L’efferato omicidio di Alessandra Matteuzzi è avvenuto lo scorso 23 agosto a Bologna. Uccisa a martellate sotto casa dall’ex fidanzato Giovanni Padovani. A distanza di 7 mesi dalla morte spunta una testimonianza inquietante
Il femminicidio è accaduto a Bologna lo scorso 23 agosto 2022. A morire a colpi di martellate è Alessandra Matteuzzi, ammazzata per mano dell’ex fidanzato, il calciatore dilettante Giovanni Padovani attualmente in carcere per l’omicidio della donna.
La prima udienza del processo è prevista per il 3 maggio davanti alla Corte d’Assise. Per il delitto le aggravanti sono quelle della premeditazione, stalking, futili motivi e legame affettivo. Ma ora emergono nuovi macabri particolari sul caso.

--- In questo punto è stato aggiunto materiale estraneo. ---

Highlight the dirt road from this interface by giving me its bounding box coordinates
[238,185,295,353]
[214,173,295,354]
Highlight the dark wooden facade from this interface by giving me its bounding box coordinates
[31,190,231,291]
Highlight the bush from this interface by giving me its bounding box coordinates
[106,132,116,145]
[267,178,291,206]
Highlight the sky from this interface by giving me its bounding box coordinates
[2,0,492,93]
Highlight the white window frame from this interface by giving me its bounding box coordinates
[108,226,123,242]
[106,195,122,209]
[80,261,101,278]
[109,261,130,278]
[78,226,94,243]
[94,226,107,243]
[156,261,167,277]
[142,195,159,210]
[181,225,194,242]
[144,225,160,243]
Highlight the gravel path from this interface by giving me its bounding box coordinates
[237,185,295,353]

A riferirli è l’investigatore privato che Padovani aveva assodato qualche mese prima del delitto.
L’uomo ha confessato alla polizia l’ossessione che il suo cliente covava nei confronti della ex compagna Alessandra. Alla base degli strani comportamenti c’era sempre lo spettro invadente della gelosia. Infine, secondo quanto riferito anche da un testimone oculare il giorno dell’omicidio, il 27enne dopo aver ucciso la donna le sottrasse il cellulare per controllare alcune chat. Secondo il vicino di casa della vittima, presente al momento della tragedia, Padovani avrebbe fatto vedere all’uomo le “prove” che la donna lo tradisse, aggiungendo: “Vedi che mi tradisce?….tanto ci vado io in carcere”.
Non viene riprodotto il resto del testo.